The act establishes an expedited hearing procedure to be used when the department of corrections orders an inmate to be served special management meals (nutraloaf). In order to overrule the Vermont Supreme Court's decision in Borden v. Hoffman, the act provides that the service of special management meals is not to be construed as punishment and is therefore not subject to the procedural requirements that apply when an inmate is punished by the department.

The act requires the department of public safety to report to the senate and house committees on judiciary by December 15, 2009 on the management, staffing, funding, and operation of the sex offender registry, as well as on actions taken to communicate with other agencies regarding information placed on the registry, and on the implementation of the provision in this act regarding inclusion of offender addresses on the Internet sex offender registry.

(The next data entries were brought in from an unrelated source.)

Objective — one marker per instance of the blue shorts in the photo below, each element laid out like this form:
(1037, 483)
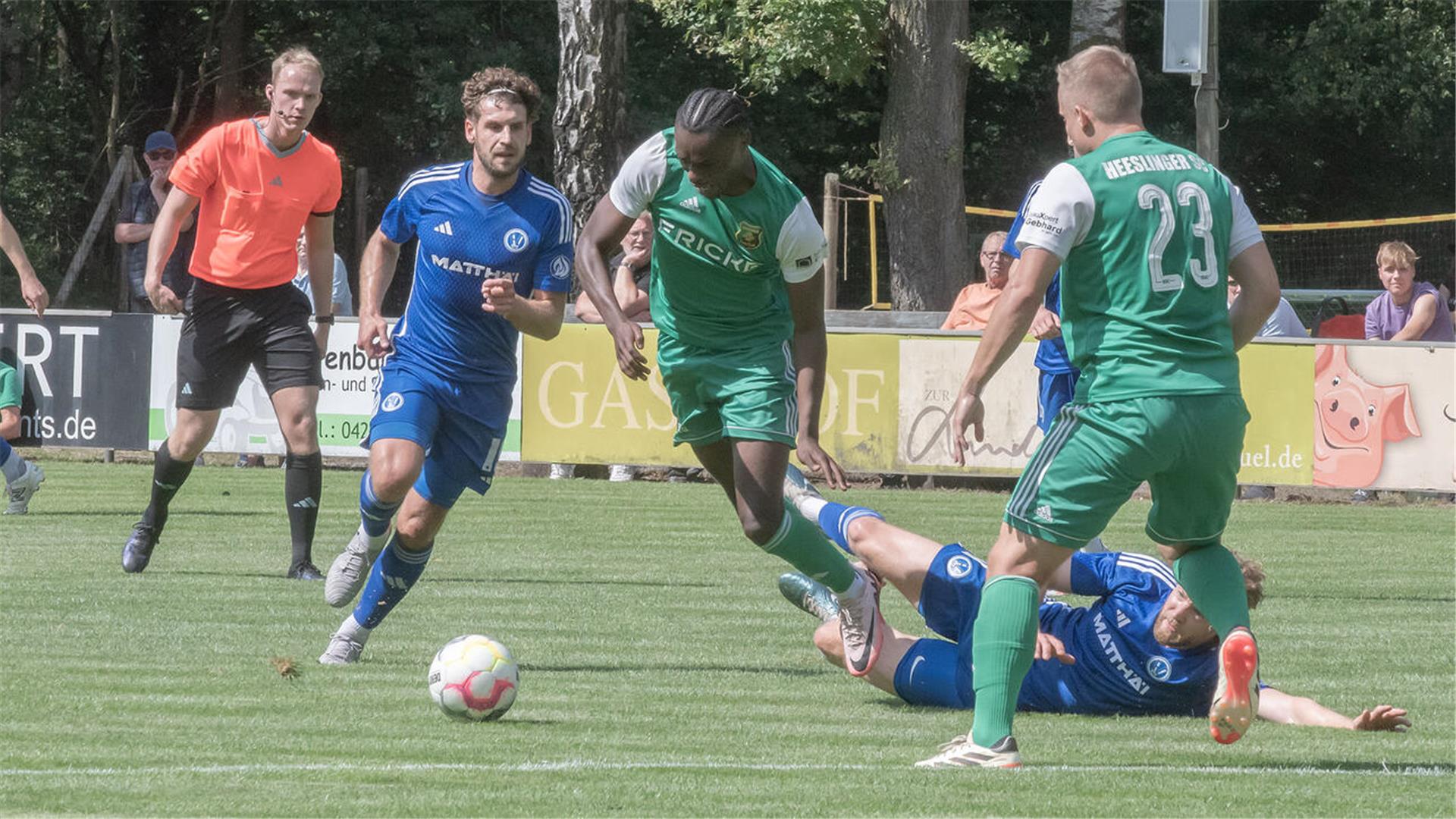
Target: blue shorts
(459, 426)
(938, 672)
(1056, 390)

In order to facilitate regional arraignments, which save transportation costs by permitting a defendant to be arraigned in the district where he or she is arrested rather than the district in which he or she resides, the act permits one county's deputy state's attorney to prosecute cases in other counties if the deputy's oath is filed in the other county clerk's office.

The act requires the joint legislative corrections oversight committee to consider: (1) how to employ strategies that facilitate community reintegration but do not unduly burden the services and budgets of communities with a large number of supervisees; and (2) issues related to the operation of the sex offender Internet registry, including the accuracy of the information it contains. The committee is required to include recommendations on these issues in its annual report to the general assembly.

The act permits a law enforcement agency to retain its own records when a court expunges the records related to a registrable sex offense for which a defendant has completed a deferred sentence. Under current law, such an expungement order generally requires expungement of all records related to the offense.

Date Signed by the Governor: June 1, 2009

Effective Date: July 1, 2009, except for: (1) Sec. 22 (technical correction to hearsay rule for child victim) and Sec. 26 (retention of records expunged upon completion of deferred sentence in registrable sex offense cases), which are effective July 2, 2009; and (2) Sec. 14 (placement of offender addresses on Internet registry), which is effective July 1, 2010, provided that this section does not take effect until the state auditor, in consultation with the department of public safety and the department of information and innovation technology, has provided a favorable performance audit regarding the Internet sex offender registry to the senate and house committees on judiciary, the house committee on corrections and institutions, and the joint legislative corrections oversight committee.